The linking algorithm is a two-step procedure, where the first step aims to identify individual links across two censuses. In the second step, the algorithm exploits links made during the previous step to link remaining household members that are present in both censuses. While the overall approach is consistent across census pairs, there is slight variation in terms of the linking features used by the algorithm, due to limitations in the information provided by each respective census, outlined in this table. For version 1.2, the algorithm is uniquely calibrated based on the features that can be used for the particular two censuses that are being linked. Consequently, while the algorithms used to link 1850-1860 and 1930-1940 are both calibrated on 1900-1910 training data, they use slightly different sets of features, based on the variables present in the 1850/1860 and 1930/1940 censuses, respectively. All censuses separated by ten years use training data developed using 1900-1910 data, whereas all censuses separated by twenty years use data for the 1880-1900 period. Lastly, the training data used when linking censuses separated by thirty years use 1900-1930 data for Step I of the algorithm and 1880-1900 data for Step II.

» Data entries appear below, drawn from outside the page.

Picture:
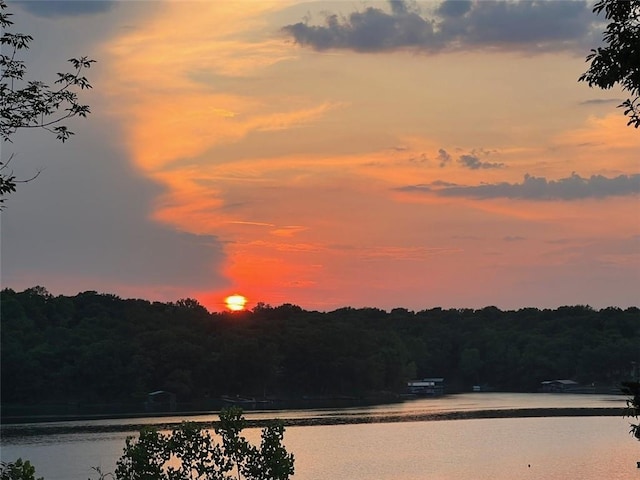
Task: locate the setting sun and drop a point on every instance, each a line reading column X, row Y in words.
column 235, row 303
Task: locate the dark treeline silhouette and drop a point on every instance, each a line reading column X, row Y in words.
column 96, row 348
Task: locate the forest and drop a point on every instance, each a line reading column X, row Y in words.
column 98, row 350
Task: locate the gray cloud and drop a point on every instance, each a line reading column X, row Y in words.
column 574, row 187
column 84, row 223
column 531, row 26
column 474, row 163
column 64, row 8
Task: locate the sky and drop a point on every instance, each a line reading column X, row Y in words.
column 328, row 154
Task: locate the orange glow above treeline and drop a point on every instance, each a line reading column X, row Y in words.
column 324, row 190
column 236, row 302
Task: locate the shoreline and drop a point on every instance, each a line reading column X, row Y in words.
column 27, row 430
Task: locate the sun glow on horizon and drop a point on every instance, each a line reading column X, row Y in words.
column 235, row 302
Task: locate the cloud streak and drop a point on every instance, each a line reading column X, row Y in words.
column 531, row 26
column 570, row 188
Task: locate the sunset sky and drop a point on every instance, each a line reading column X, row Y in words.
column 328, row 154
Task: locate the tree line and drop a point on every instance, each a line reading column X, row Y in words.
column 95, row 348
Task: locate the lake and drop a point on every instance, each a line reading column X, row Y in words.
column 549, row 448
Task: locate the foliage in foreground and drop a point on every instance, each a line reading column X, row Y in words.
column 32, row 103
column 632, row 389
column 618, row 61
column 191, row 453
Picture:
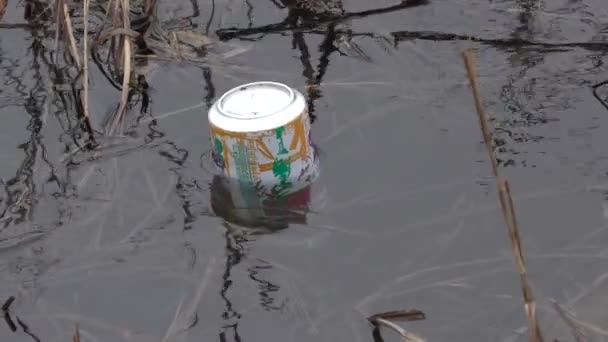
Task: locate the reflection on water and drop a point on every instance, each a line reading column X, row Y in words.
column 144, row 193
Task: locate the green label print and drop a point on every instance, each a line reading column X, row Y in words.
column 279, row 133
column 218, row 155
column 281, row 167
column 241, row 162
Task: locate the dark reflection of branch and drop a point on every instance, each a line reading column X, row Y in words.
column 249, row 13
column 289, row 25
column 236, row 252
column 209, row 87
column 307, row 72
column 526, row 19
column 266, row 287
column 511, row 43
column 21, row 189
column 27, row 330
column 211, row 15
column 195, row 9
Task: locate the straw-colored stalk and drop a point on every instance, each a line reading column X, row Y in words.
column 85, row 57
column 76, row 337
column 70, row 33
column 121, row 10
column 506, row 204
column 3, row 4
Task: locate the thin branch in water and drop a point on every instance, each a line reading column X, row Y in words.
column 70, row 33
column 402, row 315
column 76, row 337
column 85, row 57
column 407, row 336
column 506, row 204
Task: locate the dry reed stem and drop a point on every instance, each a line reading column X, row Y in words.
column 76, row 337
column 126, row 54
column 506, row 205
column 3, row 6
column 85, row 57
column 70, row 34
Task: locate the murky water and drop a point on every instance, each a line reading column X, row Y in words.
column 124, row 240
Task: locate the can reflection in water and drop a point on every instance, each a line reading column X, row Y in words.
column 256, row 207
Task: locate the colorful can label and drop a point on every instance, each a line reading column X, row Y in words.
column 278, row 160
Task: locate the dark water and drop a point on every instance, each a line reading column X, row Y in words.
column 124, row 242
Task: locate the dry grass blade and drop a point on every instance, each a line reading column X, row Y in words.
column 506, row 204
column 3, row 4
column 469, row 62
column 402, row 315
column 70, row 33
column 383, row 319
column 127, row 54
column 85, row 49
column 76, row 337
column 407, row 336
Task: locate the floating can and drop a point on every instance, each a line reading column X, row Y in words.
column 260, row 134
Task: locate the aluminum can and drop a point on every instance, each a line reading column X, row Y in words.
column 260, row 133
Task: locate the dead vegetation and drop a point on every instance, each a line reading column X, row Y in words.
column 118, row 38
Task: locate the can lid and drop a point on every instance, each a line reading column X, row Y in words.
column 257, row 106
column 256, row 100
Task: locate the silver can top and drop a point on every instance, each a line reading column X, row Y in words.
column 257, row 106
column 256, row 100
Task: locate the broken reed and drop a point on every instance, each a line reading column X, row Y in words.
column 116, row 29
column 506, row 204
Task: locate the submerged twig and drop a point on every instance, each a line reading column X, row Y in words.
column 383, row 319
column 506, row 204
column 402, row 315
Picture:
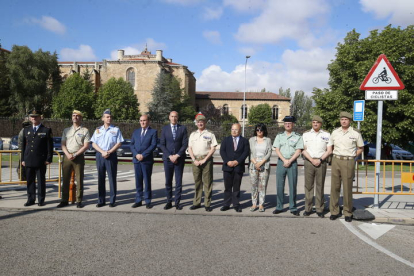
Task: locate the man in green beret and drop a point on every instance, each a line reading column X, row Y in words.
column 348, row 144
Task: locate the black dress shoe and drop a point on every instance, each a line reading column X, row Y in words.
column 276, row 211
column 295, row 213
column 62, row 204
column 321, row 215
column 136, row 204
column 224, row 208
column 168, row 206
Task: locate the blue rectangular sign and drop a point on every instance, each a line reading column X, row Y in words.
column 359, row 108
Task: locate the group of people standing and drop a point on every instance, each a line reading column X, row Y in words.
column 316, row 145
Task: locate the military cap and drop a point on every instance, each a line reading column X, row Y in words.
column 290, row 119
column 200, row 117
column 35, row 113
column 317, row 118
column 345, row 114
column 77, row 112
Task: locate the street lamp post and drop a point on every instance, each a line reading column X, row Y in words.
column 244, row 96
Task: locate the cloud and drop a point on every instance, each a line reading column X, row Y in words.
column 48, row 23
column 213, row 37
column 212, row 14
column 136, row 49
column 401, row 12
column 84, row 53
column 280, row 20
column 298, row 70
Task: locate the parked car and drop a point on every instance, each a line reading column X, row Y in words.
column 57, row 144
column 124, row 150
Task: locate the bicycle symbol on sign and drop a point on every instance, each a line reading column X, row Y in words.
column 383, row 77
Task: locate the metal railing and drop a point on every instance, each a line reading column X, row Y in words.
column 396, row 177
column 11, row 166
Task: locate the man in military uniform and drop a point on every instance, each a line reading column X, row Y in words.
column 288, row 146
column 37, row 153
column 347, row 145
column 201, row 147
column 75, row 141
column 106, row 140
column 316, row 151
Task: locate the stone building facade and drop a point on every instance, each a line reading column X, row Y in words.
column 232, row 102
column 140, row 70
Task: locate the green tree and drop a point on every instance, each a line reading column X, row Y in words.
column 118, row 95
column 5, row 93
column 261, row 113
column 34, row 79
column 301, row 108
column 354, row 58
column 75, row 93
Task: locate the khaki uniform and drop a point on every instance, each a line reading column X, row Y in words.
column 316, row 144
column 201, row 143
column 75, row 139
column 343, row 167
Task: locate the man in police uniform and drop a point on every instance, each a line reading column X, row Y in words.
column 316, row 151
column 106, row 140
column 37, row 153
column 201, row 148
column 347, row 145
column 75, row 141
column 288, row 146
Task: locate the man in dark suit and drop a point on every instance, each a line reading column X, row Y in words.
column 173, row 143
column 143, row 143
column 37, row 153
column 234, row 151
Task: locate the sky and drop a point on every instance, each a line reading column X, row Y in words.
column 290, row 42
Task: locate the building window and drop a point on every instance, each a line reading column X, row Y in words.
column 275, row 112
column 243, row 115
column 131, row 76
column 226, row 109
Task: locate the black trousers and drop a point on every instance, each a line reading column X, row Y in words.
column 232, row 183
column 31, row 174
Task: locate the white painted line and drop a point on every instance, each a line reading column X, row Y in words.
column 374, row 244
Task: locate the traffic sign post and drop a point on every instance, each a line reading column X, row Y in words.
column 381, row 84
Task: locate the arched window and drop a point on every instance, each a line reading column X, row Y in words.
column 243, row 115
column 275, row 112
column 131, row 76
column 225, row 109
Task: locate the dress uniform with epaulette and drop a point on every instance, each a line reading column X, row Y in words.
column 287, row 144
column 37, row 150
column 106, row 139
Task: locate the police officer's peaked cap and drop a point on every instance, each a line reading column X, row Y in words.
column 345, row 114
column 289, row 119
column 34, row 113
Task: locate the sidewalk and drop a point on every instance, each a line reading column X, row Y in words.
column 394, row 209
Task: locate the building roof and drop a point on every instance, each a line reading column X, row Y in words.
column 240, row 96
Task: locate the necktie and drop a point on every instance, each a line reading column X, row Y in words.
column 174, row 132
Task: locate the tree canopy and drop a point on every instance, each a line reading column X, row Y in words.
column 118, row 95
column 75, row 93
column 354, row 58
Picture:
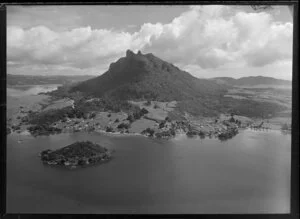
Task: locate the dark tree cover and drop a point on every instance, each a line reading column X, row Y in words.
column 123, row 126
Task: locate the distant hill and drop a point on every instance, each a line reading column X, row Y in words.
column 38, row 79
column 251, row 81
column 145, row 76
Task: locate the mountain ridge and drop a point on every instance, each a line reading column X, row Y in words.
column 145, row 76
column 251, row 80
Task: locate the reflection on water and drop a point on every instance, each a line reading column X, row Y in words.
column 25, row 90
column 247, row 174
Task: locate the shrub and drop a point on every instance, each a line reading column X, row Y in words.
column 130, row 118
column 148, row 103
column 144, row 111
column 123, row 126
column 284, row 126
column 109, row 129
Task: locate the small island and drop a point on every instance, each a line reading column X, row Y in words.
column 77, row 154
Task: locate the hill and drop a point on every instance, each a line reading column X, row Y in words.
column 252, row 81
column 13, row 80
column 139, row 76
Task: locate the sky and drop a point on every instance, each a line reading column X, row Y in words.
column 204, row 40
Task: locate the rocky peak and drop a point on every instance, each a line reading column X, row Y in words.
column 129, row 53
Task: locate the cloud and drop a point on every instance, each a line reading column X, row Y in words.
column 205, row 37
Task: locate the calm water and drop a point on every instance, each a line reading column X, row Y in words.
column 25, row 90
column 247, row 174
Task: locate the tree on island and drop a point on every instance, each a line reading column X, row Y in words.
column 232, row 118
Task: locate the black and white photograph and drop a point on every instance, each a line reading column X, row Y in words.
column 149, row 109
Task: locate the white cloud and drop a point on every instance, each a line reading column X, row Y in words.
column 204, row 37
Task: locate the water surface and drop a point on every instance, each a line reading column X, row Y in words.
column 247, row 174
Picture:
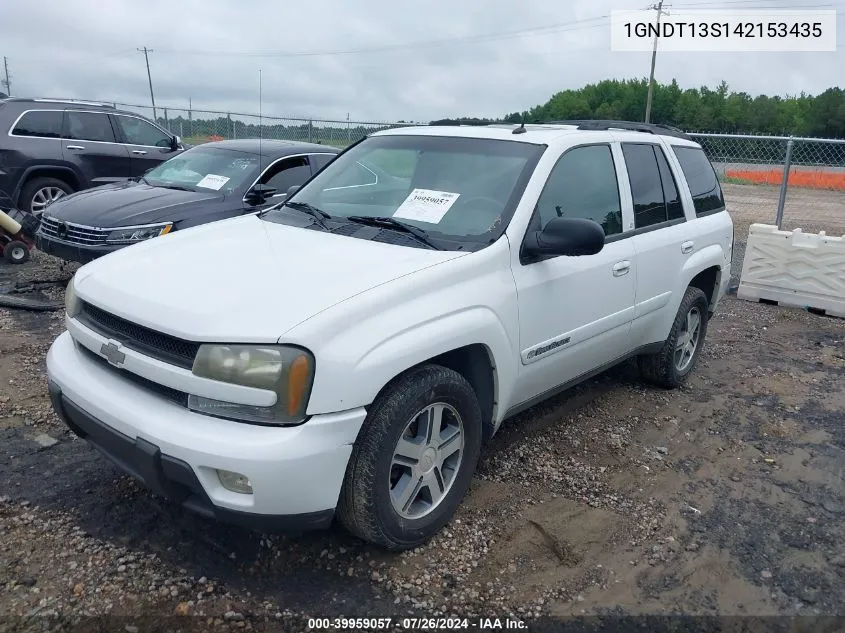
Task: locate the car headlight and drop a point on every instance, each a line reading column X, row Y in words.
column 287, row 371
column 72, row 306
column 132, row 234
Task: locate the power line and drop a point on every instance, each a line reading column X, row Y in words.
column 659, row 8
column 471, row 39
column 7, row 82
column 149, row 77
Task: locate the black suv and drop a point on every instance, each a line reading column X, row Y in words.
column 50, row 148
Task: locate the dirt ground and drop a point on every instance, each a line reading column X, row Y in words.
column 725, row 497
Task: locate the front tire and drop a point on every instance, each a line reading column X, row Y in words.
column 39, row 193
column 413, row 460
column 671, row 366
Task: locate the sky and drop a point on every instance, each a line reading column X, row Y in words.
column 371, row 60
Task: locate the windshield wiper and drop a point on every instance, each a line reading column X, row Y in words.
column 393, row 223
column 177, row 187
column 318, row 214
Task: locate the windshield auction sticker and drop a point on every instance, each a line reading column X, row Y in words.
column 721, row 31
column 213, row 181
column 425, row 205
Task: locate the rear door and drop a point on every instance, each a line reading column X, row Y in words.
column 148, row 144
column 90, row 142
column 660, row 235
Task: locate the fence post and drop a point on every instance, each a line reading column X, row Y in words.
column 785, row 184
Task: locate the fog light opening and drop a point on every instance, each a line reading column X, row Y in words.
column 235, row 482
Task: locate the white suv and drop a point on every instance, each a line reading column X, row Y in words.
column 348, row 352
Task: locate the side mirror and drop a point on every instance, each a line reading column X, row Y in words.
column 260, row 193
column 565, row 236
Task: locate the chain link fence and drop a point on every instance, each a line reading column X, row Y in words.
column 791, row 182
column 202, row 126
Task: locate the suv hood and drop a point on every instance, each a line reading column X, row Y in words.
column 128, row 203
column 242, row 280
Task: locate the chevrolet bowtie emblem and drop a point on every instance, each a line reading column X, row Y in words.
column 112, row 353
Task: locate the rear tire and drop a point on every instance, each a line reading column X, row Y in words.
column 671, row 366
column 395, row 454
column 16, row 252
column 38, row 193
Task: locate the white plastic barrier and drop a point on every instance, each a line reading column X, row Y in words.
column 805, row 270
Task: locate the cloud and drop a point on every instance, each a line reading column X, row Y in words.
column 206, row 51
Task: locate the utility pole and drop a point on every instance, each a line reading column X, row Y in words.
column 145, row 50
column 6, row 81
column 659, row 8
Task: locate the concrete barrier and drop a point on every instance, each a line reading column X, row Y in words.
column 805, row 270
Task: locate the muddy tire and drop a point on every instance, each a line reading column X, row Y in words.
column 671, row 366
column 39, row 193
column 413, row 460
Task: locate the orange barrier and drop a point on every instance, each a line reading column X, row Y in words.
column 797, row 178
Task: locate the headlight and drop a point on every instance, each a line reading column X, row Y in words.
column 71, row 302
column 132, row 234
column 287, row 371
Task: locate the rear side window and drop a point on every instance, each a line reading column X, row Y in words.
column 701, row 177
column 651, row 202
column 89, row 126
column 42, row 123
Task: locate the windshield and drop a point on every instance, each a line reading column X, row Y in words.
column 456, row 189
column 206, row 169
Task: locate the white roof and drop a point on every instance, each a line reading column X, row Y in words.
column 538, row 134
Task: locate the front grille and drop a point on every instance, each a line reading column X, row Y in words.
column 174, row 395
column 73, row 233
column 163, row 347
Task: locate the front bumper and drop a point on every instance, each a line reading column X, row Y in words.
column 71, row 252
column 296, row 472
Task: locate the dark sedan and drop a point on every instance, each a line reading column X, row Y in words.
column 204, row 184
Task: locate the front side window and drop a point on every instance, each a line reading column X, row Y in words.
column 41, row 123
column 583, row 184
column 458, row 190
column 701, row 178
column 89, row 126
column 287, row 173
column 206, row 169
column 139, row 132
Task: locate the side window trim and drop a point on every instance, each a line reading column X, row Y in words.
column 24, row 113
column 123, row 134
column 535, row 213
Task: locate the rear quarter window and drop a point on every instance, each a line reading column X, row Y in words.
column 40, row 123
column 706, row 192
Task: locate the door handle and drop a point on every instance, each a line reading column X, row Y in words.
column 621, row 268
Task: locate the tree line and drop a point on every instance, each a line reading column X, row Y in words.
column 694, row 109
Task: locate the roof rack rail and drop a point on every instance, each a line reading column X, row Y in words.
column 98, row 104
column 651, row 128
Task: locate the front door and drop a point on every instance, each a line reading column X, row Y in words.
column 575, row 312
column 90, row 142
column 148, row 145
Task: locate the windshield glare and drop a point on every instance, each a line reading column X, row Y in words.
column 206, row 169
column 459, row 189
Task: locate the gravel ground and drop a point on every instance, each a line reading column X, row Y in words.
column 725, row 497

For the NUMIDENT-to-census links, we developed training data for men and women separately, with links to all censuses between 1900 and 1940. The algorithm was trained and implemented separately for men, ever-married women, and never-married women and separately for each target census. The NUMIDENT-1940 calibration exercises were used for the NUMIDENT-1950 links. Although it was necessary to employ fewer features compared to the census-to-census links, the procedure used for the NUMIDENT-census links followed the process outlined under Step I, below. More details on the NUMIDENT linking method are described here.
Step I
For each pair of census years, we start with the population of males from the earlier of the two censuses. Each individual is linked to a population of potential matches from the later census, subjected to the following criteria:
- Census A individual and Census B potential match have the same sex and place of birth.
- Birth year of Census B potential match is within +/- three years of the Census A individual.
- Agreement on at least one adjusted bigram on first and last name between Census A individual and Census B potential match.
- Jaro-Winkler first and last name similarity score > 0.7
We rely on a regression approach (logit estimator), predicting the similarity of each unique Census A-Census B potential match. Our approach is unique through its use of an extended set of characteristics when comparing a potential match. Specifically, in addition to individual level characteristics, similar to those used by most historical census linkage projects, our approach exploits an extended set of individual, household and contextual characteristics when predicting the degree of similarity between a given set of census records. For each Census A individual, a link to the highest predicted similarity Census B potential match is confirmed when two conditions are fulfilled:
- The predicted similarity of a combination of census records exceeds a given threshold (α)
- The predicted similarity of the most probable census record combination (α1) exceeds the predicted similarity of the second-most probable combination of census records (α2) by at least (β). Consequently; α1/α2 > β.
The parameter estimates used to predict the similarity between two records, as well as the thresholds for α and β, are obtained through calibration of the algorithm with training data. In addition, training data is used to inform about the expected quality of the resulting linked data (also called precision and recall in the machine learning literature). For a short description of quality see the data description, or our linking paper for more details. Step I is complete after the identification of pairs of census records that fulfill both conditions listed above and the removal of duplicate matches (i.e. multiple individuals in Census A linked to the same Census B individual).
Step II
The linked census records not only identify a given individual at two points in time, but also the household in which he or she resides at the time of both censuses. In Step II, we exploit individual links established during Step I to successfully and accurately link remaining household members—men as well as women—who were present at both points in time. The universe of census A individuals who we attempt to link in step II is restricted to those residing in a household with at least one other individual who was successfully linked to Census B in Step I. For males, we further restrict the universe to those unlinked in Step I. We use a logistic regression approach similar to Step 1, comparing all pairs of census records that meet the following blocking criteria:
- Census A individual, residing in a household with a Step 1 linked individual, is matched to all Census B household members of the Step 1 linked individual(s).
- Birth year of Census B potential match is within +/- ten years of Census A individual.
The procedure employed to confirm a match follows a similar strategy as during Step I, albeit exploiting a different set of linking characteristics. More specifically, point estimates and α/β threshold values are calibrated based on specialized training data and used to determine which links constitute a match. For women, we select Step II matches if there is a competing Step I match.